A trustee would protect the creditors because the owners, Brian D. and Elizabeth G. Weese, have always intended "to prevent [their creditors] from reaching the assets that were fraudulently conveyed" to an offshore trust, according to papers filed this week by Bank of America in U.S. Bankruptcy Court in Baltimore.
The bank, which is owed $15.5 million by the Weeses, argued in the filing that the couple shouldn't administer their own bankruptcy estates while they fight lawsuits to keep millions of dollars they transferred to an offshore trust in the Cook Islands in the South Pacific.
Bibelot filed for bankruptcy in March 2001 with more than $20 million in debt - most of it owed to Bank of America.
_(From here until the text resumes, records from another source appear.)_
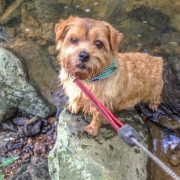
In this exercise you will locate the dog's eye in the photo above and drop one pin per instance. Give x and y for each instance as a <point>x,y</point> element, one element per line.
<point>99,44</point>
<point>74,40</point>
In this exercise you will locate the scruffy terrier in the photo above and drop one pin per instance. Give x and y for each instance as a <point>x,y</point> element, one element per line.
<point>88,50</point>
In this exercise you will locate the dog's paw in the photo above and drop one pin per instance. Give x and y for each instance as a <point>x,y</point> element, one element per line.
<point>154,106</point>
<point>72,110</point>
<point>92,130</point>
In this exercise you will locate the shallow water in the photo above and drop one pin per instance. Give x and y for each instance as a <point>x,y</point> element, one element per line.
<point>148,26</point>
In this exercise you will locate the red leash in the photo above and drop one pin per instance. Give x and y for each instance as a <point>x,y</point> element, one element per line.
<point>104,111</point>
<point>126,132</point>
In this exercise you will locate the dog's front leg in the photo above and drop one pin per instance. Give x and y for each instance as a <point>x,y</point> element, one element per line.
<point>94,126</point>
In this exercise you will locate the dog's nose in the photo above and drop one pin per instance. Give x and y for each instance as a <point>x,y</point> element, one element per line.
<point>83,56</point>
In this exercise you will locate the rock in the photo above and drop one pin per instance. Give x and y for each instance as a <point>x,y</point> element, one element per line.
<point>16,91</point>
<point>9,126</point>
<point>32,126</point>
<point>79,156</point>
<point>2,5</point>
<point>3,137</point>
<point>33,172</point>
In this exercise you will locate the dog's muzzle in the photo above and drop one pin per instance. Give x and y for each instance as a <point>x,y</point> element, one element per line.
<point>83,56</point>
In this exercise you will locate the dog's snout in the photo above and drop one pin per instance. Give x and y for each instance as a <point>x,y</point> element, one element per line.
<point>83,56</point>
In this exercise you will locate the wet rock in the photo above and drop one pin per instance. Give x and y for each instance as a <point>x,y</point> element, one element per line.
<point>26,157</point>
<point>174,160</point>
<point>78,156</point>
<point>2,5</point>
<point>40,148</point>
<point>11,146</point>
<point>33,172</point>
<point>3,136</point>
<point>32,126</point>
<point>20,121</point>
<point>8,126</point>
<point>153,17</point>
<point>16,91</point>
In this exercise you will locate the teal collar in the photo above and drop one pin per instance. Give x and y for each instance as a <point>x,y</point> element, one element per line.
<point>107,72</point>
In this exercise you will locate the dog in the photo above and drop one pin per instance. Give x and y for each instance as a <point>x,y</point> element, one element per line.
<point>86,49</point>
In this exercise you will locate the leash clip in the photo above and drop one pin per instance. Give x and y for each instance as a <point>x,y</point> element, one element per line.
<point>126,132</point>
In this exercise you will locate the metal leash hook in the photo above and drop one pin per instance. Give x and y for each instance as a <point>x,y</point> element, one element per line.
<point>127,133</point>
The bank had given the bookstore chain a $17 million loan that was personally guaranteed by Elizabeth Weese, who had a net worth of $41 million at the time.
The company received the Bank of America loan in May 1999 but defaulted about a year later. When Bank of America tried to collect, it discovered the Weeses had shifted more than $20 million to a Cook Islands trust several months before the chain declared bankruptcy, lawsuits against them alleged.
The creditors filed involuntary bankruptcy petitions against the Weeses last fall. The couple filed their own voluntary bankruptcy petitions under Chapter 11 in January, and the bankruptcy judge consolidated the cases later that month.
Appointing a trustee in a Chapter 11 case is an exception rather than a rule, said Charles Shafer, a law professor at the University of Baltimore School of Law.
"The norm in a Chapter 11 is for the debtor to stay in control of the property and come up with a plan" that will pay off the creditors, Shafer said. The statute allows for a trustee appointment only if there's fraud, dishonesty, incompetence, or gross mismanagement, he said.
"One of the things that the debtor [in Chapter 11] is supposed to do is reverse fraudulent conveyances," added Shafer. The Weeses are accused of fraudulently conveying assets to the Cook Islands trust.
An attorney for the Weeses did not return a phone call seeking comment. Lawyers for Bank of America declined to comment.
Bibelot opened its first store in Pikesville in 1995 and grew to operate four stores in the Baltimore metropolitan area. But the independent bookstore chain stumbled and, by 1999, faced increased competition from national chains.
Other creditors include Allfirst Bank, Community Banks NA and MART Ltd., which are collectively owed approximately $10 million, the filing said.
Bank of America also has lawsuits pending in Baltimore County Circuit Court and in the Cook Islands, and has received injunctions in both venues that bar the Weeses from moving the funds.
The Baltimore County case is scheduled for trial May 13, though attorneys may seek to extend the start date. The Cook Islands lawsuit is expected to go to trial in the fall.